Create the following matrix:

too_many_cells <- matrix(1:12, nrow = 5, ncol = 4)

And answer the following questions:

  1. Are you getting a warning? Why?
  2. How did R solve the aforementioned warning?
Answer
  1. Yes, a warning is issued because the matrix has more cells than the amount of values we supplied.
  2. R recicled our vector! It repeated values from 1:12 until it filled the whole matrix.

Exercise 12

Create the following matrix:

all_ones <- matrix(1:2, nrow = 5, ncol = 4)

And answer the following questions:

  1. Are you getting a warning?
  2. We have 20 cells and only one value. What just happened?
Answer
  1. No
  2. R recicled our vector again. But It only complains If our number of cells is not divisible by the amount of values we have. Otherwise, It will repeat the whole vector as many times as necessary until it fills the matrix. In this case 20 cells by 2 values equals 10 repetitions.

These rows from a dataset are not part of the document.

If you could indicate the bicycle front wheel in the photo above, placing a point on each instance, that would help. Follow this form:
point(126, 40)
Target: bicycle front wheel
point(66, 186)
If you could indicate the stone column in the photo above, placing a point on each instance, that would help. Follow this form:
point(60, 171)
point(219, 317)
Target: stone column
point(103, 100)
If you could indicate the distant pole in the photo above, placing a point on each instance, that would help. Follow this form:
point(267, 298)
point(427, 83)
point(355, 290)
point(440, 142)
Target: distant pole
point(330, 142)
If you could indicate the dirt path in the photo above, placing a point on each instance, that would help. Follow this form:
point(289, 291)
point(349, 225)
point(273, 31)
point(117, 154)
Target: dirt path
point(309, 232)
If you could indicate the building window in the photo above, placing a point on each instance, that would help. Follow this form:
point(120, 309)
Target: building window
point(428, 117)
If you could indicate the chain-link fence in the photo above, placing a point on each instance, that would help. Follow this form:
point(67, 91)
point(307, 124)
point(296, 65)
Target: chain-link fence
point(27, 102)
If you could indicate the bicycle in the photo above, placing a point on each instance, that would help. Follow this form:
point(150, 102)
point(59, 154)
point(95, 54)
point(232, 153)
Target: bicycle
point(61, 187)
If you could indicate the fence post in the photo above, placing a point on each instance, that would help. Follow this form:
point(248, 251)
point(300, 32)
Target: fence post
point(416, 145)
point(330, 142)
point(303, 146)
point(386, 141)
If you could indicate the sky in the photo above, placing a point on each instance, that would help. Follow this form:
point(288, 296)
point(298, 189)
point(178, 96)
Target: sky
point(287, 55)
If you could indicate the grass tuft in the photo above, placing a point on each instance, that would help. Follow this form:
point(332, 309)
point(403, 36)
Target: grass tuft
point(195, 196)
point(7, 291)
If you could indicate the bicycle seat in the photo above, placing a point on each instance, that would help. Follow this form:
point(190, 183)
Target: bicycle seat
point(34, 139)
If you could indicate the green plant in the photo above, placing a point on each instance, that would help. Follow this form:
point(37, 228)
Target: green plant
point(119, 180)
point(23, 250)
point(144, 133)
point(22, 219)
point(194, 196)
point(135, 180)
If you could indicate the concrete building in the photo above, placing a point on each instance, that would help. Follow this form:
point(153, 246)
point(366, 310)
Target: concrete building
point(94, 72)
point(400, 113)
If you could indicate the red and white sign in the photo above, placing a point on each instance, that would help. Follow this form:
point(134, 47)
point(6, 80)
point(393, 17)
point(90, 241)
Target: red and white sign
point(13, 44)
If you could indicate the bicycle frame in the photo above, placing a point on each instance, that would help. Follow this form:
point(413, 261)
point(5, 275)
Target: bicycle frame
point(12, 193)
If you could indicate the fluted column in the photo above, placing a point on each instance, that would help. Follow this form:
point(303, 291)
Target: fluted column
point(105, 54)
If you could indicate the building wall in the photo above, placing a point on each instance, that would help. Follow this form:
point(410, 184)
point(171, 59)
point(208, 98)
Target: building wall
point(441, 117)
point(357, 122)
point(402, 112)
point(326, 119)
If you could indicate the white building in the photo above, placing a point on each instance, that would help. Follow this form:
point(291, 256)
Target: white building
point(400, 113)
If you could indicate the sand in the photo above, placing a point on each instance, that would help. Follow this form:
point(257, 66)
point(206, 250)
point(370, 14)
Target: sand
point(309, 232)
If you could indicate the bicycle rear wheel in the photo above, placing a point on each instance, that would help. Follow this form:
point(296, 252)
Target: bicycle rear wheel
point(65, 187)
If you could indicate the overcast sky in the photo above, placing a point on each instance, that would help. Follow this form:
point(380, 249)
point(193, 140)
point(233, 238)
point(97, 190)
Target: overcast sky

Exercise 13: An introduction to logical indexing

Use the logic vector of exercise #6 to subset the values of random_vector which are greater than the median value.

Answer
greater_than_average <- random_vector > median_value

subset_vector <- my_random_vector[greater_than_average]

Try to guess what happened here. If you are clueless, don't worry, since we will
be reviewing logical indexing in the next session.